Незнакомый человек мог, пожалуй, подумать, что тут идет строительство силосной башни. Во всяком случае, вряд ли кто-нибудь из посторонних сразу догадался бы о том, что здесь происходит.

Люди, только что вышедшие из войны, сами еще не залечившие как следует раны, боролись за спасение старого дуба, и каждый старался изо всех сил, у каждого был свой план, своя идея.

Пока одни туго-натуго стягивали большие и малые трещины, другие конопатили их, шпаклевали, третьи густо замазывали образовавшиеся швы корабельным суриком, целую банку которого невесть откуда прикатил к дубу бывший моряк Мелентьев.

Но, несмотря на все это, раненый все-таки умирал…

Казалось, уже никто и ничто не сможет ему помочь. Он, вероятно, так и ушел бы от нас — тихо и бесследно. Распилили бы дуб на дрова. Постепенно все трудней и трудней было бы повстречать в этих краях человека, помнившего историю старого дуба.

Только удивительно мудро и тонко кое-что устроено на нашей земле.

Проснулся я как-то утром, подошел к распахнутому окну и вижу: под искалеченным дубом ходит мальчишка — лет семи-восьми, не больше. Босой, оборванный, чумазый. Ходит, нагибается, что-то собирает в траве.

— Эй, приятель, что ты там ищешь?

— Желуди.

— Желуди? Зачем тебе?

— А так… Может, завтра в школу снесу…

Пока я спускался, чтобы поговорить с ним, его и след простыл.

В глубокой задумчивости стоял я под деревом, гремевшим над моей головой красной жестью последней листвы. Потом тоже нагнулся, поднял несколько нагретых на осеннем солнце желудей, положил в карман.

А старый дуб, видно, понял нас, меня и мальчонку, — так и сыпал напоследок свои все-таки созревшие плоды, так и сыпал…

Бронзово-золотой становилась земля под их щедрым, тяжелым дождем.

МОГИЛА УЧИТЕЛЯ

Памятник на могиле учителя Бориса Федоровича Воронихина, расстрелянного фашистами, строг и прост. Может быть, даже слишком прост: деревянная пирамида, вырезанная из пятиклейки красная звезда…

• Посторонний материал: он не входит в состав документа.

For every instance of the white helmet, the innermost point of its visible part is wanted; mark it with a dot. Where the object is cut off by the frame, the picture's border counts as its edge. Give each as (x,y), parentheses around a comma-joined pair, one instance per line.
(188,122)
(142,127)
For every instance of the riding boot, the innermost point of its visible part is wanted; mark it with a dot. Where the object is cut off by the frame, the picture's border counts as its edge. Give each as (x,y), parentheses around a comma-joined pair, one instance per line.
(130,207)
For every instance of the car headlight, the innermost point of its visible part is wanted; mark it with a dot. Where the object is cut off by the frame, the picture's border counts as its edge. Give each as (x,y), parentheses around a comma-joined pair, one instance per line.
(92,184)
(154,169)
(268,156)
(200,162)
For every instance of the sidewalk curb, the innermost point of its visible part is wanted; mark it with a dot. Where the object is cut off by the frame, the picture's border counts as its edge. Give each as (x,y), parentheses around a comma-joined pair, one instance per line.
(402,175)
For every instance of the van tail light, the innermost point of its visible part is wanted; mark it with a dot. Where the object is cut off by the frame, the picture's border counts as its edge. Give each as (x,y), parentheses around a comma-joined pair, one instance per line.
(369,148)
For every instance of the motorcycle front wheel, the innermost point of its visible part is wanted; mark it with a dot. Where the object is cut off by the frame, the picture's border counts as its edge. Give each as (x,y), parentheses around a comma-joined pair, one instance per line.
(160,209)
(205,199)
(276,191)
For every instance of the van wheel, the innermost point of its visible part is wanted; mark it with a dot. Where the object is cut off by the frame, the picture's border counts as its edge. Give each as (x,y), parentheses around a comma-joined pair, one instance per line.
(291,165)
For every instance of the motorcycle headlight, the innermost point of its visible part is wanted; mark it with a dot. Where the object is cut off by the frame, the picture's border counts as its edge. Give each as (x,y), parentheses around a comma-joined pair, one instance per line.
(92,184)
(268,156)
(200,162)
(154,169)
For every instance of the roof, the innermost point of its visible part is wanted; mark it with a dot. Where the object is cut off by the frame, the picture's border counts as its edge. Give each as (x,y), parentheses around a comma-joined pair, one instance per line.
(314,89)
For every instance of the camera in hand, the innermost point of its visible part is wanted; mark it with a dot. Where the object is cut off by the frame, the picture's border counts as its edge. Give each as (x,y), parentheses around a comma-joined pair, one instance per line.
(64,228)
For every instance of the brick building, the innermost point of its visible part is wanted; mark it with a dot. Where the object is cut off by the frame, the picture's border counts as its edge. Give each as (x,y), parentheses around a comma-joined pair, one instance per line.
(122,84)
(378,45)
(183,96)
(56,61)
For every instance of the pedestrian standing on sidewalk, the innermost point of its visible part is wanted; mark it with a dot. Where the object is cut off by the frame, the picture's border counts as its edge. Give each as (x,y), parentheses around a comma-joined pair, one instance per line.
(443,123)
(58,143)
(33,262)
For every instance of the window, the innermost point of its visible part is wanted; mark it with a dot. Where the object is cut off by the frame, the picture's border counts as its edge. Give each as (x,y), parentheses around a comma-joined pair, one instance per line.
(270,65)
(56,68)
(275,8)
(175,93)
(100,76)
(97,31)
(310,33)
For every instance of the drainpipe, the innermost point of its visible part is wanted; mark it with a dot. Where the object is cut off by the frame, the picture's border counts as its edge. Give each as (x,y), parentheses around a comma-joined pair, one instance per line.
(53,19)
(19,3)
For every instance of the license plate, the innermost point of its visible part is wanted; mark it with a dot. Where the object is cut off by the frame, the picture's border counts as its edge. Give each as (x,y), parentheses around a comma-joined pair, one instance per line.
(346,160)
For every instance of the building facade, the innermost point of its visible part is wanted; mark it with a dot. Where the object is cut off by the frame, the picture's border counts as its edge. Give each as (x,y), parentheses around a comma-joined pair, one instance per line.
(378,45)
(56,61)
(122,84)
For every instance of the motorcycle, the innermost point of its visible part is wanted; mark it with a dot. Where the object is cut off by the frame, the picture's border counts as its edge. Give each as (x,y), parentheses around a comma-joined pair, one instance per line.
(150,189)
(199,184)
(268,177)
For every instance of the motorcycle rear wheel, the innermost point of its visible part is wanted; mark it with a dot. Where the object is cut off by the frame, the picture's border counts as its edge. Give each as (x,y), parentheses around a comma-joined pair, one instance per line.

Время не властно над светлой памятью подвига, но с фанерой и масляной краской оно расправляется безжалостно. Впрочем, этого совсем не замечаешь: за голубым частоколом — свежие живые цветы. Всегда свежие и всегда живые — в любое время года. Вот и сегодня — на дворе уже октябрь, а земляной, размытый дождями холмик весь усыпан бело-розовыми лепестками. Я не знаю названий этих цветов и не могу понять, откуда они тут берутся в эту ненастную пору, но уверен в одном — приду сюда через месяц, через два, хоть в самую лютую стужу, даже и тогда цветы, целые россыпи цветов опять найду под фанерной звездой.

Могила находится в лесу, далеко от проезжих дорог, но это не мешает людям постоянно приходить сюда.

Во все стороны света, как продолжение отточенных красных лучей звездочки, разбежались тропки-дорожки. Они ведут в Старую Руссу, в пионерский лагерь «Маяк», в санаторий «Капраново», в лесное хозяйство Чирсково, в совхоз «Октябрь».

Люди здесь кругом живут давно другие, не те, какие были тут в страшную осень сорок первого, но любой, и старый и малый, знает о подвиге Воронихина, принявшего смерть, но не выдавшего врагу имен коммунистов «Октября».

Нескончаем поток людей, беспрерывна эстафета цветов.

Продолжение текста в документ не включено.